L’intégrale Chopin d’Herbert du Plessis, donnée à Paris, a suscité un large intérêt médiatique. Le raffinement, un grand sens de la courbe et de la ligne, et une pudeur expressive gorgée de sensibilité et de passion contrôlée caractérisent sa conception.

La revue Piano

Herbert du Plessis interprétait Chopin et Liszt, compositeurs romantiques par excellence. Élève de Louis Kentner et de Georges Cziffra, Herbert du Plessis se meut dans cet univers avec une aisance confondante…il a donné la Berceuse de Chopin avec une subtilité infinie, dans une totale décontraction : un sublime moment d’émotion. 

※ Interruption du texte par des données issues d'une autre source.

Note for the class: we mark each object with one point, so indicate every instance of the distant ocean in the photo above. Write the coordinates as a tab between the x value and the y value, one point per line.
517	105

Jean-Luc Perrot (Après un concert à Saint-Étienne)

Aussi sensible qu’intelligent, doté d’un superbe toucher, d’une technique souveraine, d’un goût infaillible, Herbert du Plessis est un artiste admirable…les redoutables Variations de Brahms sur un thème de Paganini (l’un  des morceaux les plus difficiles de tout le répertoire pour piano) étaient une grande démonstration de maîtrise du clavier, devant laquelle on ne pouvait que s’incliner…Du très, très grand piano. 

la Revue des Deux Mondes (Lors d’un passage à la Salle Gaveau)

La franchise et la transparence de son toucher lumineux, les couleurs variées dont il pare son jeu, le parfait équilibre entre le cœur et le sens architectural, l’abattage dont il peut faire preuve : on est totalement comblé et ébloui.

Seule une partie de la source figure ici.